Buck Danny « Origines » 2. Le fils du Viking noir

E n 1943, le Pacifique est l’autre théâtre de la Seconde Guerre mondiale. Les États-Unis ne décolèrent pas de l’attaque de Pearl Harbor et se confrontent quotidiennement aux forces japonaises, sur mer ou dans les airs, pour un bout d’île, un espace aérien ou une encoche supplémentaire sur une carlingue. Le capitaine Buck Danny enchaîne les missions. Son adresse exemplaire n’en fait pas un surhomme. Dans une situation de domination numérique, il se fait descendre, déploie son parachute et est récupéré par l’équipage d’un torpedo boat. L’hydravion qui le ramène à Henderson Field est attaqué ; Buck Danny se distingue également comme mitrailleur. Lorsque le sommeil le gagne, quand le conflit lui laisse du répit, il se remémore : le cirque aérien qui passe près de chez lui, sa tentative de resquiller car il n’a pas l’argent pour se payer un billet d’entrée, son père Walt embauché par Scott en tant que mécano et, surtout, la belle Moira, superbe rousse et fille du patron.

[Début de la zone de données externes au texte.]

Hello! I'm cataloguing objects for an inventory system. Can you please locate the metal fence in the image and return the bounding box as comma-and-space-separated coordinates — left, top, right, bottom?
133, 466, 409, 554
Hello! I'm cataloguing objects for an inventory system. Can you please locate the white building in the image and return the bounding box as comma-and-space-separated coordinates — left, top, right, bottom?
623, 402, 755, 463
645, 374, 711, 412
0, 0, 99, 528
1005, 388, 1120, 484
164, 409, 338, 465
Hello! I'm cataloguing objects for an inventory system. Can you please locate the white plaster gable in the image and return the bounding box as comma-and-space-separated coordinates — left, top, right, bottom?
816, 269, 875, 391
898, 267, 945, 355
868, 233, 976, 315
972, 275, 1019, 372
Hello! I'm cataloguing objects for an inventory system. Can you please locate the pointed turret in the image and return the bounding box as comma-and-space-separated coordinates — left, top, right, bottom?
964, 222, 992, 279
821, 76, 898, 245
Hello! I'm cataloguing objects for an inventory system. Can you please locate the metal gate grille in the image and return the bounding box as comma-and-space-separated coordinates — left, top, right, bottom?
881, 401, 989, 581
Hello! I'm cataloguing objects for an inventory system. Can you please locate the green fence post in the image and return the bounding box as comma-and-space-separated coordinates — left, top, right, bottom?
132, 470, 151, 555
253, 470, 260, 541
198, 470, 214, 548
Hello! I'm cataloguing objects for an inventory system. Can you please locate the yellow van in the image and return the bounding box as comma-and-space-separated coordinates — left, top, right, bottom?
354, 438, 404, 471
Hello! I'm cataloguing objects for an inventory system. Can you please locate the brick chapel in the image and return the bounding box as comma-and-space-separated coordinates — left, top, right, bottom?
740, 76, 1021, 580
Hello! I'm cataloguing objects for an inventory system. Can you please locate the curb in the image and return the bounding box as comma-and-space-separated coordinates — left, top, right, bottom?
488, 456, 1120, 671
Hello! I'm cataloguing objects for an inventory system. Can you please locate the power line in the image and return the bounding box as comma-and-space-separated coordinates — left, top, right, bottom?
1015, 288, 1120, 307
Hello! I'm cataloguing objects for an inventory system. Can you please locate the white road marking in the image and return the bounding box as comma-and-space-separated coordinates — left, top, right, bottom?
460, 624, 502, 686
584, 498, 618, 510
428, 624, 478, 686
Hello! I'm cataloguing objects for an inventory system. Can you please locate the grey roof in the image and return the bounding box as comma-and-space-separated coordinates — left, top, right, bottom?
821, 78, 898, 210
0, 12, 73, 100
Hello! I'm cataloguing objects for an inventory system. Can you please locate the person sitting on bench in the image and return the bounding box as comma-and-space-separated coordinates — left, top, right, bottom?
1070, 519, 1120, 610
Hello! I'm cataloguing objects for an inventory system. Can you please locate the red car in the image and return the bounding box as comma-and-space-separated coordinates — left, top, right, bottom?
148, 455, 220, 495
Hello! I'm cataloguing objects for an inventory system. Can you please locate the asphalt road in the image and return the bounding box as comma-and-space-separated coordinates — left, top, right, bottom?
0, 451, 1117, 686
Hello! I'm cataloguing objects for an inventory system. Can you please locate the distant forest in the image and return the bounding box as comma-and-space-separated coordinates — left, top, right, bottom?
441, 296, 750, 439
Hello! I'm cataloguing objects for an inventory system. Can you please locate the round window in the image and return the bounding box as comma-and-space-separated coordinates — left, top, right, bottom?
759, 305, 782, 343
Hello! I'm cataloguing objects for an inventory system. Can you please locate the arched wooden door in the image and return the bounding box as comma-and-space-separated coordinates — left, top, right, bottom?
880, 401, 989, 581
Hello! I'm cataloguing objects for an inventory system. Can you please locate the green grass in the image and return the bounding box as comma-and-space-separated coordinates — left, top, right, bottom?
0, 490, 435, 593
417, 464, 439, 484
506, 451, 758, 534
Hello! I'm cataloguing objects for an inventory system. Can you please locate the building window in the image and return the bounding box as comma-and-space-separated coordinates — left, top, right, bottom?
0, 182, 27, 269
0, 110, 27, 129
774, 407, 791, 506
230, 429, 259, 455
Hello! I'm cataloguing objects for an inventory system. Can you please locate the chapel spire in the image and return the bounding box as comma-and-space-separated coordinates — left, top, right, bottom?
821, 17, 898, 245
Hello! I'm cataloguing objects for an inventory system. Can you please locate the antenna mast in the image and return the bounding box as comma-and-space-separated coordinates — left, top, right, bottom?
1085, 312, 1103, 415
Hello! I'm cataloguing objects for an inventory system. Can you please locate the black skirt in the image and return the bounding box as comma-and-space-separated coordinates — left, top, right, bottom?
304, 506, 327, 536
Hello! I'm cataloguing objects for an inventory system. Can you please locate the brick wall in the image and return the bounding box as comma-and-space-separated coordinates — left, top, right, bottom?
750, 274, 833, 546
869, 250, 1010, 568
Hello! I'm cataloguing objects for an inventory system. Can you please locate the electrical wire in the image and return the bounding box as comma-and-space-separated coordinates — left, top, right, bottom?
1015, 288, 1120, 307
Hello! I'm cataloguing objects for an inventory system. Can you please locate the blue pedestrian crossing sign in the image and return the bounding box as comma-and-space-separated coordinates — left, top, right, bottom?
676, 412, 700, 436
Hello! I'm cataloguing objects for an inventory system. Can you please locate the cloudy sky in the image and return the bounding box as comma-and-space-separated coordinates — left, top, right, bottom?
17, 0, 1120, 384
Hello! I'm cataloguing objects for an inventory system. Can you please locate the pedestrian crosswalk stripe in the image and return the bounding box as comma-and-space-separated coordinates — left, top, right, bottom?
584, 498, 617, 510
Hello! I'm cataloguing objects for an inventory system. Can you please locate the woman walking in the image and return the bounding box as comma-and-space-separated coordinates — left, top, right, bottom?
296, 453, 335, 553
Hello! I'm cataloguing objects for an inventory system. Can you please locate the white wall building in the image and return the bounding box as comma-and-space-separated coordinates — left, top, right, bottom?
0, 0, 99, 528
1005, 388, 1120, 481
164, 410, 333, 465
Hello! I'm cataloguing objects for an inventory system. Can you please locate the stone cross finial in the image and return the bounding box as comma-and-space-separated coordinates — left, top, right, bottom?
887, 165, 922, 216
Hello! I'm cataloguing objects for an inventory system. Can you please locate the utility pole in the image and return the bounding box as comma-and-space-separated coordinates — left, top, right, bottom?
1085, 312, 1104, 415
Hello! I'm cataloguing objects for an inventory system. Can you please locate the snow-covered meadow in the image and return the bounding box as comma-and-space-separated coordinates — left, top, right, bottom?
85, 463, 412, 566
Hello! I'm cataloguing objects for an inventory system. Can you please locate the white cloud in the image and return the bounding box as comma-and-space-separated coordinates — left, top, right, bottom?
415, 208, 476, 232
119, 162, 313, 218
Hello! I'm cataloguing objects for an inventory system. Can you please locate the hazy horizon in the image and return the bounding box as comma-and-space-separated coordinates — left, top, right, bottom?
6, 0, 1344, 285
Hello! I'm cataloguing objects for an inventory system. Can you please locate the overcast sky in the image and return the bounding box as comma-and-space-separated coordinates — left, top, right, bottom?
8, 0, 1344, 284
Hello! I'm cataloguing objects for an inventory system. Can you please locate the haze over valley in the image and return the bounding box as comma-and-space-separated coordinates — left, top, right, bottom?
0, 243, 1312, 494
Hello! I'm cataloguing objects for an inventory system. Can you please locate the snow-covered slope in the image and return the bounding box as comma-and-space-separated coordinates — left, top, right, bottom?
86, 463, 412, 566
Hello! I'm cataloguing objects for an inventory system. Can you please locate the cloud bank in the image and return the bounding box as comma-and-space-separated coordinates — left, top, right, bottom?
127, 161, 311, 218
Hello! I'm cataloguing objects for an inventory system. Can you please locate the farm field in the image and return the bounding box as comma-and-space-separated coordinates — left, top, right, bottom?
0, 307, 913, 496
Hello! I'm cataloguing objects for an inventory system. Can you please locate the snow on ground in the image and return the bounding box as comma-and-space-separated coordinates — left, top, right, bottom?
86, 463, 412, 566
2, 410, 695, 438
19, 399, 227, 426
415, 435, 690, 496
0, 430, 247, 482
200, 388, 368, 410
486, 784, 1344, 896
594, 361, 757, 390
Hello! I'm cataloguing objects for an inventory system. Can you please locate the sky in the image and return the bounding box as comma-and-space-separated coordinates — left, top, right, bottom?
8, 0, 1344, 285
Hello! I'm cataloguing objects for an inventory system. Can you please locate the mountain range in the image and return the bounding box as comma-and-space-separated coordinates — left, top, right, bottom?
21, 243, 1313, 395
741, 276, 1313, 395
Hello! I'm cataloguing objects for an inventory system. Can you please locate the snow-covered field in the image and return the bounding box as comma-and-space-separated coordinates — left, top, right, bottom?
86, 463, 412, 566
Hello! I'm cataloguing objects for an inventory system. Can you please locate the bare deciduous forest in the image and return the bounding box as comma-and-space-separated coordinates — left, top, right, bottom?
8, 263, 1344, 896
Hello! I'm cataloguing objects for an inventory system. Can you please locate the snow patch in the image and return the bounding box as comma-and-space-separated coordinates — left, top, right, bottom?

Après les séries One shot , Classic et Histoires courtes, Dupuis lance Origines, dont le premier tome, Le Pilote à l’aile brisée, est sorti en janvier 2022. C’est le même tandem qui officie sur Le Fils du viking noir, à savoir Yann au scénario (à la bibliographie longue comme le bras) et Giuseppe De Luca (Black birds). Les suites, reprises et autres « enfances » ont donné naissance à des produits d'intérêt variable, des fidèles et des iconoclastes, de belles réussites et des torchons innommables, des œuvres pertinentes qui apportent quelque chose ou des albums transparents. La galaxie Buck Danny n’a pas à rougir des constellations qui s’y sont agrégées, la qualité a été au rendez-vous. Il en est de même pour la construction de l’adolescence du fameux capitaine. Le coup de maître narratif est d’entremêler trois temporalités, chacune avec son intrigue : 1943 et Guadalcanal, les années 30, au fin fonds de l’Amérique où un gosse reçoit la révélation du ciel et, enfin, le premier conflit mondial, auquel a participé Walt, qui lui revient en pleine figure de vilaine façon.

Entre continuité et parallélismes, rappels et regrets, renoncements et nostalgie, le récit de Yann passe d’une époque à l’autre sans nuire à la fluidité de la lecture. Par ailleurs, l’héroïsme n’est pas au cœur du propos. Il est ici davantage question de choix et de codes d’honneur. À la fleur de l’âge, Buck fait l’expérience douloureuse qu’amour et aviation sont incompatibles. Plus tard, il éprouvera le tiraillement entre un ordre à exécuter et le principe qui veut qu’on ne tire pas sur un soldat en parachute.

Ces tensions internes sont mises en image dans un subtil mélange d’Hubinon de la fin des années 40 et les canons actuels. C’était la meilleure option : la vitesse des avions et l’énergie des combats n’y perdent rien ; les moments plus calmes sont également mis en valeur par de jolis cadrages. La série a encore de beaux jours devant elle, pour le plus grand plaisir des amateurs.